Anti-HIV strategies in limited resource settings set the pattern for combating other diseases

HIV-specific interventions in poor regions of the world like sub-Saharan Africa may have benefits for their health systems that exceed the initial aims of those interventions (How should HIV-specific charitable interventions like PEPFAR be evaluated? (STI/blog)). This is the encouraging message coming out of a recent evaluation of treatment of rheumatoid heart disease (RHD) in Uganda (Longenecker & Okelleo) – a leading cause of disability both here and in other low-income countries. On the strategic level, we find here the application of approaches that have proved their worth in the area of sexual health – e.g. the ‘care cascade’. Also, on a more concrete level, there may be an enhanced medical infrastructure due to HIV interventions from which other kinds of interventions (e.g. RHD) can benefit – e.g. local care centres.

In the case of RHD, long-term treatment with injected benzathine penicillin G (BPG) maintains health and reduces mortality, just as cART does in the case of HIV/AIDS.  Longenecker & Okello observe that treating those suffering from RHD involves much the same sequential stages as HIV care, and they apply the ‘cascade’ model to evaluating the treatment of RHD. Though there appears to be – if anything – a negative correlation between HIV and RHD infection, the researchers discover that, for both conditions, blockages occur at the same sequential stage of the cascade. With RHD, only 56.9% of the living and diagnosed subjects were retained in care (defined as at least on in-person clinical visit in the past 56 months); whereas 91.6% of the retained are prescribed appropriate therapy, and 91.4% of the prescribed adhere to the regimen. Important correlates of retention – such as proximity to nearest treatment centre and attendance at regional (as opposed to metropolitan) centres – suggest that effective treatment of RHD may face some of the same barriers as treatment of HIV, and that these could be addressed by similar measures. (Adjusted analysis indicated the independence of these two correlates.) These results lead to authors to suggest a focus on such practical steps as weekly SMS reminders, enhanced counselling and more decentralized care.
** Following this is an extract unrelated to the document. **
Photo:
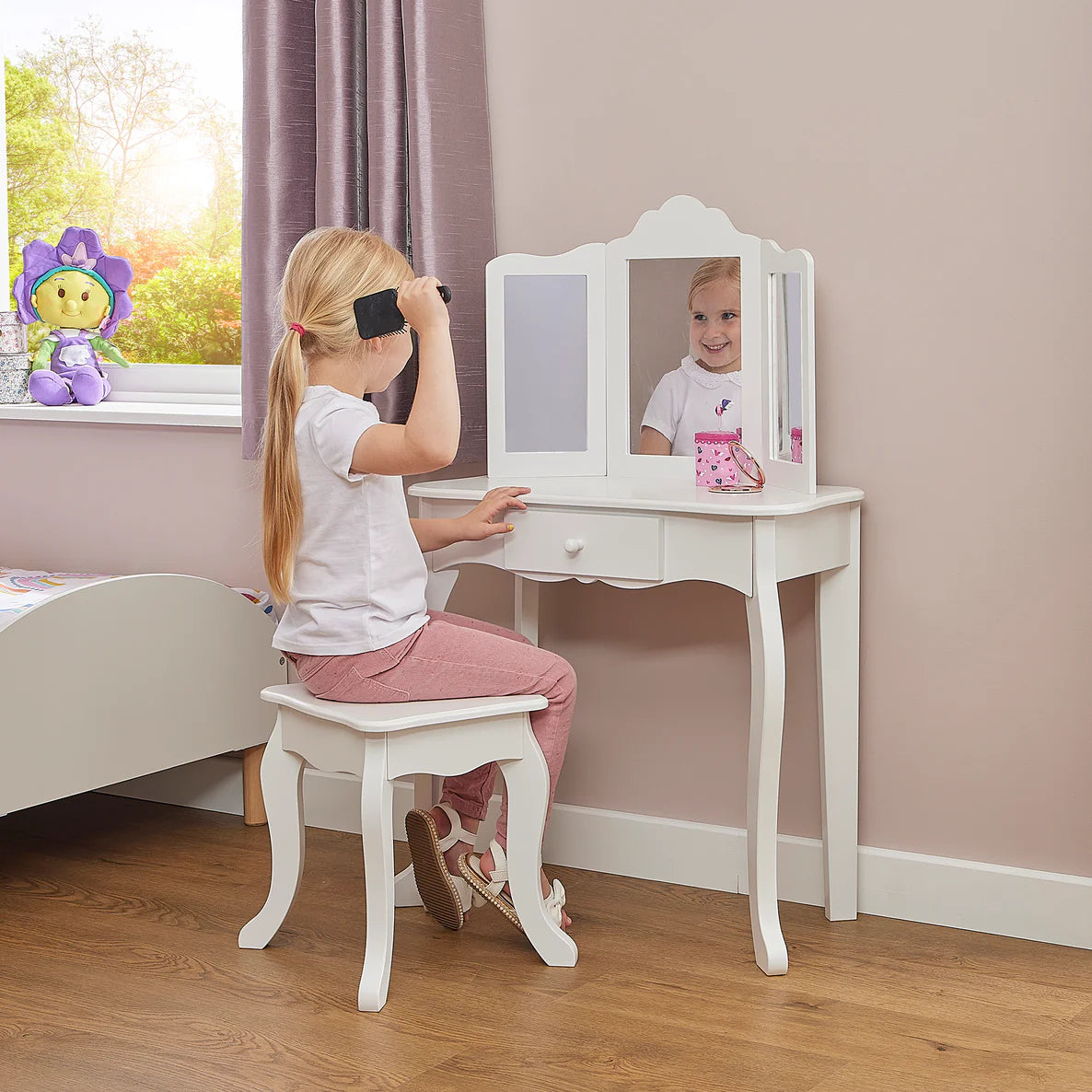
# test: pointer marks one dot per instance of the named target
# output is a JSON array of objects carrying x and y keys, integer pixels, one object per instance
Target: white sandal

They also point to data from the  SEARCH (Sustainable East Africa Research on Community Health) study that advocates community-based testing and treatment, and recommend adapting these HIV initiatives to RHD care.

There is increasing recognition nowadays of the possibility of complex synergies between different interventions (of which F&O report a good example) (Heaton & Way (STI)).  Reynolds & Cates (STI) refer to the case of contraception interventions undertaken as a more cost-effective method than prenatal ART to prevent HIV positive births, and the 220,000 health-care workers funded through PEPFAR (President’s Emergency Plan for HIV Relief) HIV interventions may find their future role not restricted to the delivery of those interventions. This reinforces the case for moving from a ‘vertical’ (disease-specific) towards more ‘horizontal’ (non-disease specific) modes of health service evaluation in which there is more recognition of the possibility of non-disease specific benefits. On the other hand, there is also a need for quantitative non-disease-specific evaluations in order to justify continued financial support for the cause of fighting specific diseases like HIV (Baenighausen & Humair (STI)).